間書覘・諜・中詗・偵候・細作 ― 呼び名のさまざま

  • 『禮記』ではこれを「覘」という。

事例

  • 覘(『禮記』檀弓) ― 晋が宋を偵察させた者が帰って晋侯に報告した。「陽門の門番の下士が死んだとき、司城の子罕が哀しんで哭し、民がそれに感服していました。まだ伐つべきではありません」。
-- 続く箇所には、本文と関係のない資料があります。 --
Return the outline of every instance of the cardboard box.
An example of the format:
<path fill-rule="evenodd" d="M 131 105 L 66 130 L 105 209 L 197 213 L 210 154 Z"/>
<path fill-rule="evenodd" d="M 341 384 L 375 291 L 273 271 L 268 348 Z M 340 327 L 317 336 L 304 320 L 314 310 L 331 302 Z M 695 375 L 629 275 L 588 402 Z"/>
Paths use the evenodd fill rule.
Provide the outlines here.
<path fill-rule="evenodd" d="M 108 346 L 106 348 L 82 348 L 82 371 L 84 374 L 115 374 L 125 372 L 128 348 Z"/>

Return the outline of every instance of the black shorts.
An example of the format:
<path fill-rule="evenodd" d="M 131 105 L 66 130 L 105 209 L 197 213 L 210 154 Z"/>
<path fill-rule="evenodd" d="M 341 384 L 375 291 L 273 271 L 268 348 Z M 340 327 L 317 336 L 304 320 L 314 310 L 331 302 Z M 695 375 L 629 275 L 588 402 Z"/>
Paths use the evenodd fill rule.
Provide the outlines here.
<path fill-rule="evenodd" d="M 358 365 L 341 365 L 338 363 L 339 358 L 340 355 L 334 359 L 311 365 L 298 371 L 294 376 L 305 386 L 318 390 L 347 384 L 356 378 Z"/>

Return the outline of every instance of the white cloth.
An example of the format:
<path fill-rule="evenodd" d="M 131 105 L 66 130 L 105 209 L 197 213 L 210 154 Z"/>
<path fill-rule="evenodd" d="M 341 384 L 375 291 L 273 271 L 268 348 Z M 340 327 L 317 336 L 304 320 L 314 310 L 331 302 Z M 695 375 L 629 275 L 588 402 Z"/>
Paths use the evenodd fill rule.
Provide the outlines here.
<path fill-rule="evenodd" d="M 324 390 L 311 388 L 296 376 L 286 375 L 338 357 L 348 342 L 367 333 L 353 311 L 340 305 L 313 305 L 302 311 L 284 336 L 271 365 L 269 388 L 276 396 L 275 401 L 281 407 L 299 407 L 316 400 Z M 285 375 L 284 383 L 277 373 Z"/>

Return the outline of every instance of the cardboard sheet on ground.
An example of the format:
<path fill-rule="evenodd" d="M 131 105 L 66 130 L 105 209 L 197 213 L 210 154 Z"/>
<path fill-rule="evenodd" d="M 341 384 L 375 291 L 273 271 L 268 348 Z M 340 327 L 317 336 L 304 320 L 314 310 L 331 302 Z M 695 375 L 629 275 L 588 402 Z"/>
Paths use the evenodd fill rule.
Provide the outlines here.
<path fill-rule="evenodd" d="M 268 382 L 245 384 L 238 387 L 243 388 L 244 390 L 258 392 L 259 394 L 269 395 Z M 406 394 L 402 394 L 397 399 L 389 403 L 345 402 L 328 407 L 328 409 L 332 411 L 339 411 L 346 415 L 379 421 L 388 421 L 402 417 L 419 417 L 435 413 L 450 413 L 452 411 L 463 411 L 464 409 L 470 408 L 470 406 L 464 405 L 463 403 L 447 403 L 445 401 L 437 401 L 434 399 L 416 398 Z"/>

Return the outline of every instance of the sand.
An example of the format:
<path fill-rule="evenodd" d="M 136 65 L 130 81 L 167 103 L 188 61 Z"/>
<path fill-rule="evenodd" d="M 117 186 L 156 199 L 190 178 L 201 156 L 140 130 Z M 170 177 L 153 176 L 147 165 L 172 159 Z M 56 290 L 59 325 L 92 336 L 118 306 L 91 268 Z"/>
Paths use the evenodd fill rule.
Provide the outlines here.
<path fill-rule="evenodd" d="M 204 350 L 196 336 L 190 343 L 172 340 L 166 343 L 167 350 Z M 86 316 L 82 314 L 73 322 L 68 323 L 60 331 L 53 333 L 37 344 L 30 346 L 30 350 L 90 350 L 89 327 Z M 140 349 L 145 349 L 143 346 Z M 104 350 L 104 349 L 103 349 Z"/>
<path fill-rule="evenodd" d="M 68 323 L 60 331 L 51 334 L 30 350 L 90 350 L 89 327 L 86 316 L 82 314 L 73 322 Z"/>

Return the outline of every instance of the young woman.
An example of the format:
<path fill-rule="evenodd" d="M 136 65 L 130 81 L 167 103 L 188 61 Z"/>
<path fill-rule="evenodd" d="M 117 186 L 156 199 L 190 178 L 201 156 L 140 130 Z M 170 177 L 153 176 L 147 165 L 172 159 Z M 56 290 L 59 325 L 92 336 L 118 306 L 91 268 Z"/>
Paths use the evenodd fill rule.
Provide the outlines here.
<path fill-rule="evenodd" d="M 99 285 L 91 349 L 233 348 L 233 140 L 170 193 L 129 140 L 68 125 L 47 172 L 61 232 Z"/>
孔子はこれを聞いて「善いかな、国を覘るとはこのことだ」と言った。
  • 諜(『鶡冠子』王鈇篇) ― 「諜、もって相止むるに足る」。
  • 中詗(『史記』淮南王伝) ― 淮南王には陵という娘がいた。聡明で弁が立ち、王は陵を可愛がって多額の金銭を与え、長安で「中詗(内偵)」をさせ、帝の側近と関係を結ばせた。
  • 孟康注 ― 「詗は音が偵。西方の人は反間を偵という。王は娘を偵にしたのである」。
  • 顔師古注 ― 「詗とは、うかがい探ること。詗の意は偵と同じで、音だけが異なる」。
  • 按 ― 『唐書』李思行伝に「唐公が兵を起こそうとして長安を覘詗させた」、張説伝に「時事を窺詗す」とある。音義はいずれも上声で、師古の読みに従う。
  • 偵候(『後漢書』循吏伝) ― 「偵候の戍卒を止む」。『左傳』注に「諜者はまた遊偵ともいう」。
  • 細作(郭璞・杜預の注) ― 郭璞『爾雅』釋言注に「間とは、いまでいう細作である」。杜預『左傳』宣公八年注に「諜とは往来して間諜する者。いまこれを細作という」。